A Reggio, poi, c’erano i Lost in the Bush, gruppo reggino tra i protagonisti della scena underground cittadina «non pienamente ascrivibili agli Eighties Colours – ha spiegato l’autore ricordando il bassista della band presente tra il pubblico al Calarco – ma con dei punti di contatto, perché in alcuni brani loro emergeva una vena psichedelica».

Un libro per riscoprire un’Italia musicale dimenticata

Alla domanda su cosa lo abbia spinto a scrivere il libro, Calabrò ha spiegato a Cult: «Quando nel 2010 uscì la prima edizione, avevo iniziato a lavorarci un paio d’anni prima perché molti libri raccontavano la scena punk o quella del rock cantato in italiano, ma sui gruppi neosixties era calato l’oblio. Ho voluto riportarli alla luce: ho raccolto circa quaranta interviste, riscoperto fanzine e giornali dell’epoca, e riascoltato i dischi. Alcuni gruppi, dopo l’uscita del libro, che ha creato appunto una piccola fiammata, si sono addirittura riformati».

La nuova edizione, ha proseguito, «mantiene il cuore originale, ma ho aggiunto un capitolo che racconta i gruppi che si sono riformati dal 2010 ad oggi e una discografia aggiornata al 2025. I Not Moving, per esempio, quest’anno hanno pubblicato un ultimo disco prima di sciogliersi».

Syd Barrett e la scintilla personale

Durante la presentazione, Calabrò, incalzato da De Maio, ha raccontato la sua porta d’ingresso nella scena: «Sono arrivato a tutto questo attraverso Syd Barrett.
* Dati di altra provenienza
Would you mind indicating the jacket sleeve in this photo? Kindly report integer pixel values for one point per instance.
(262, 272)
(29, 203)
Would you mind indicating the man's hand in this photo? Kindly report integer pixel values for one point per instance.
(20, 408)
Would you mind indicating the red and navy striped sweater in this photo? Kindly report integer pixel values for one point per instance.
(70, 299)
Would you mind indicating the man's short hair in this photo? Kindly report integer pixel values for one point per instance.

Da adolescente mi innamorai dei Pink Floyd di Barrett e su un 45 giri scoprii una canzone bellissima Stolen Letter, di un gruppo milanese dal nome evocativo: Peter Sellers and the Hollywood Party. Li contattai per telefono e da lì iniziò tutto. Compravo i dischi a Messina, per corrispondenza, uno alla volta. Gli anni Sessanta erano per me il decennio più bello del secolo: musica, arte, design. Tutto era un universo di riferimenti infiniti».

Un finale a colori

L’incontro al Circolo Calarco può condensarsi nella battuta di De Maio: «Neo sixties uno, Altan zero». Calabrò ha sorriso: «Diciamo che stasera giocano un pareggio».

Gli anni ’80 in realtà non furono poi così male e la vera vittoria fu quella di una generazione che, tra vinili, capelli a caschetto, camicie paisley e Chelsea boots, ha cercato di ridare colore a un’Italia che proveniva da un retaggio in bianco e nero. Una scena che, quarant’anni dopo, continua a vibrare tra le pagine di Eighties Colours, dimostrando che certi suoni – e certi ideali – non invecchiano mai.